10. Dans ces conditions, en refusant l'autorisation de licenciement sollicitée au motif rappelé ci-dessus, la ministre du travail a entaché sa décision d'une erreur de droit. Par suite, la décision attaquée doit, sans qu'il soit besoin de statuer sur les autres moyens de la requête, être annulée.
Sur les conclusions à fin d'injonction :
11. Le présent jugement implique seulement, compte tenu de ses motifs, que le ministre du travail, du plein emploi et de l'insertion réexamine la demande d'autorisation de licenciement présentée par la société Otus, à l'aune des circonstances de droit et de fait prévalant à la date de son réexamen. Il y a lieu, dès lors, d'enjoindre au ministre du travail de réexaminer la demande dans un délai de deux mois à compter de la notification du présent jugement.
Sur les frais liés au litige :
12. Il y a lieu, dans les circonstances de l'espèce, de mettre à la charge de l'Etat une somme de 1 000 euros au titre des frais exposés par la société Otus et non compris dans les dépens.
D E C I D E:
Article 1er : Il n'y a pas lieu de statuer sur les conclusions à fin d'annulation de la décision de l'inspecteur du 28 juin 2019 de l'inspecteur du travail.
Article 2 : La décision du ministre du travail du 27 janvier 2020 est annulée en tant qu'elle a refusé à la société Otus l'autorisation de licenciement M. B.
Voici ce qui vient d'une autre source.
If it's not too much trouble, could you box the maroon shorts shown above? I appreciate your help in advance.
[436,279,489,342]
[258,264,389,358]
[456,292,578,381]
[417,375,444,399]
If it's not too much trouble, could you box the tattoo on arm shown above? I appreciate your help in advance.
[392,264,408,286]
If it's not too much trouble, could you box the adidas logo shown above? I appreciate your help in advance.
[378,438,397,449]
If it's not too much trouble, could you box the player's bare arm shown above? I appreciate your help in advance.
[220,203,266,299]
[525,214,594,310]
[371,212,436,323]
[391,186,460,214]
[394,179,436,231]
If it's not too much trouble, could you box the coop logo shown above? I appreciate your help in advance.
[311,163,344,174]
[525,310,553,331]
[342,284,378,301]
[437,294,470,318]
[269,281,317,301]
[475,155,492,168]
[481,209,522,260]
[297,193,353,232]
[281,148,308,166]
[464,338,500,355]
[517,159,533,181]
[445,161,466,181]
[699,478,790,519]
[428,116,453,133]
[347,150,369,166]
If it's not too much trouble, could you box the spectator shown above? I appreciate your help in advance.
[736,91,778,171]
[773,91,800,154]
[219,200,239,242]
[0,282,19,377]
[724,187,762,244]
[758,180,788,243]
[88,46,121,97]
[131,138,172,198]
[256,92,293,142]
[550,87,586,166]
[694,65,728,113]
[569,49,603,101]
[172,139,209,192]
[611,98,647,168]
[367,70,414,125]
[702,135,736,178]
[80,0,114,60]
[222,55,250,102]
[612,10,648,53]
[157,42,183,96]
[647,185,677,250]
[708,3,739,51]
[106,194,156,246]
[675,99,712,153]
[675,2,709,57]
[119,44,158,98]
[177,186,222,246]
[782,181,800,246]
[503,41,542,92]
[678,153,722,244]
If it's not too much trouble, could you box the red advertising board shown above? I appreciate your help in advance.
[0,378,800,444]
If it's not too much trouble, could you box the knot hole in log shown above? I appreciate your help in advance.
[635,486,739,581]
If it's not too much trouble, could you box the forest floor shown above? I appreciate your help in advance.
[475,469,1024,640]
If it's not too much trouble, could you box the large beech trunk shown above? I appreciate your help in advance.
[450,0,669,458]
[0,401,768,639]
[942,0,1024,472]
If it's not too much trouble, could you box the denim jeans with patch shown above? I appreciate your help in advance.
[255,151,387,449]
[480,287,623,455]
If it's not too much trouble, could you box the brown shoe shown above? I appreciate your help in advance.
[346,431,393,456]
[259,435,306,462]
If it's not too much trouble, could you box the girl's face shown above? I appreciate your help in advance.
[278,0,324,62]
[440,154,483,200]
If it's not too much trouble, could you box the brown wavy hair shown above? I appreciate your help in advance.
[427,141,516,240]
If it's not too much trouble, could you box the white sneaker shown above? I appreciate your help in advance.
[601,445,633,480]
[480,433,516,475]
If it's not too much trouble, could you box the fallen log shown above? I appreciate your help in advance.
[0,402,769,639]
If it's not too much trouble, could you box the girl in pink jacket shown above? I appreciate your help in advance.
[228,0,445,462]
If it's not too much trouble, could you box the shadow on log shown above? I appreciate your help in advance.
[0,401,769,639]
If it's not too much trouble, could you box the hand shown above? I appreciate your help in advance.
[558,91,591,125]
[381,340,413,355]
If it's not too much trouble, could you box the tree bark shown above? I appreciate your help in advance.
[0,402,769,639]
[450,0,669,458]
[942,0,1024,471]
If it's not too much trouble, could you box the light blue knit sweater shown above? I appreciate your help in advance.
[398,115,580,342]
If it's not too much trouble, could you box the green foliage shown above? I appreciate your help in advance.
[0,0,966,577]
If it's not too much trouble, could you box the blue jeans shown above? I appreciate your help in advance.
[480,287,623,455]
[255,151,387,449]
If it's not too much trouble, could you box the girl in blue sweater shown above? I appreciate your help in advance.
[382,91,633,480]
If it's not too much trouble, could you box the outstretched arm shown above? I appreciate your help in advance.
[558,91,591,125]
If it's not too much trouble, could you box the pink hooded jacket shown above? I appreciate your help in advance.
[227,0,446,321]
Article 3 : Il est enjoint au ministre du travail, du plein emploi et de l'insertion de réexaminer la demande d'autorisation de licenciement de M. B, présentée par la société Otus, à l'aune des circonstances de droit et de fait prévalant à la date de son réexamen, dans un délai de deux mois à compter de la notification du présent jugement.
Article 4 : L'Etat versera à la société Otus une somme de 1 000 euros sur le fondement des dispositions de l'article
L.761-1 du code de justice administrative.
Article 5 : Le surplus des conclusions de la requête est rejeté.
Article 6 : Le présent jugement sera notifié à la société Otus, au ministre du travail, du plein emploi et de l'insertion et à M. A B.
Copie en est adressée au directeur régional et interdépartemental de l'économie de l'emploi, du travail et des solidarités d'Ile-de-France.
Délibéré après l'audience du 24 novembre 2022, à laquelle siégeaient :
M. Benoist Guével, président,
Mme Félicie Bouchet, première conseillère,
Mme Sonia Norval-Grivet, première conseillère.
Rendu public par mise à disposition au greffe le 16 décembre 2022.
La rapporteure,
S. C
Le président,
B. GuévelLa greffière,
L. Potin
La République mande et ordonne au ministre du travail, du plein emploi et de l'insertion en ce qui le concerne et à tous commissaires de justice à ce requis en ce qui concerne les voies de droit commun, contre les parties privées, de pourvoir à l'exécution de la présente décision.